It is never the best sign for a business to consider declaring bankruptcy, but it is not always a vital blow to a company or its brand. Certain types of bankruptcy allow some organizations to continue operations while they work out their abilities to settle debts in the near future.
- What are the types of bankruptcy that can continue a business into the future?
Chapter 7 bankruptcies, often called liquidations, usually involve all available assets in an attempt to settle as many debts as possible. This is not an ideal choice for businesses that wish to retain control of their futures. Chapter 11 bankruptcies, referred to as reorganizations, often put companies on payment plans to resolve a certain amount or number of debts at once.
- What should managers expect during a Chapter 11 bankruptcy?

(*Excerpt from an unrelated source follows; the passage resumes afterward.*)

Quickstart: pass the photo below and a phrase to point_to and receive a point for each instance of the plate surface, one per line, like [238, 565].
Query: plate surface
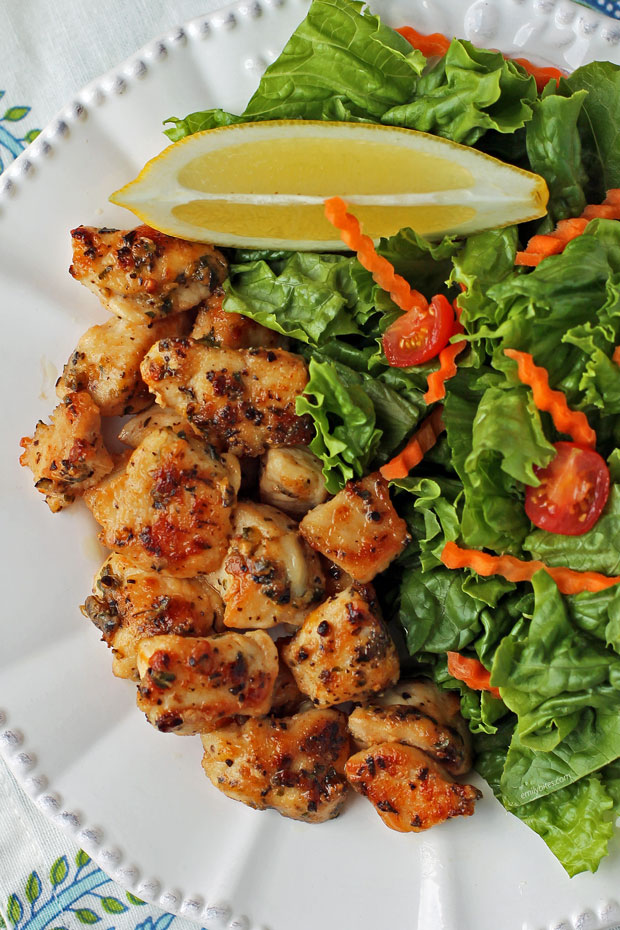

The filing process, successful or not, can be a cash-hungry process, so liquid assets should be preserved as long as possible. Priorities for the essential functions of a company or office should be cataloged and ordered, because some processes or resources may have to go for at least a temporary phase.
- How can companies prepare to recover from Chapter 11 bankruptcy?
It is important to have a communication plan for stakeholders and customers. People who are interested in a company’s products or services will remain so through hard times if they know what to expect and for how long. These times are not easy, but they can result in stronger organizations. An attorney may also be useful for individuals and companies who feel the need to resolve debts through bankruptcy.